Italy’s Robinson Crusoe Leaving Isle of Budelli After 32 Years


After three decades, Sardinian authorities are evicting Mauro Morandi from the sun-kissed Isle of Budelli.

Mauro Morandi arrived to the uninhabited Isle of Budelli in 1989, and he never left.

Located off Sardinia’s northern coast, Budelli is considered one of the most beautiful islands in the Mediterranean Sea, so beautiful that Morandi couldn’t bring himself to leave.

The timing was fortuitous three decades ago: after Morandi stumbled across Budelli during a sailing trip, the isle’s existing caretaker was on the verge of retirement and offered him the job.

The famous pink beach of the Budelli island with a view across the sea to the island of Santa Maria off the North East coast of Sardinia. 

Morandi used solar panels for electricity, caught rain water to stay hydrated, and he says he never caught a cold during his time on Budelli, which served as a WWII shelter decades ago.

Now, 32 years later, La Maddalena national park authorities are evicting him as they transition the island to a hub for environmental education.

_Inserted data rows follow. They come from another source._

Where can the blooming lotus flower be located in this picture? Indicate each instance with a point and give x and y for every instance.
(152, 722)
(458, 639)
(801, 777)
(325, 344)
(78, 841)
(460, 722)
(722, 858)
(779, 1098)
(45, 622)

The man who cast himself away from society will now reenter a world much different than the one he left in the late ’80s.

Morandi, originally from Modena in northern Italy, said he was moving into a small apartment on nearby La Maddalena, the largest island of the archipelago, The Guardian reports.

“I’ll be living in the outskirts of the main town, so will just go there for shopping and the rest of the time keep myself to myself,” he said. “My life won’t change too much, I’ll still see the sea.”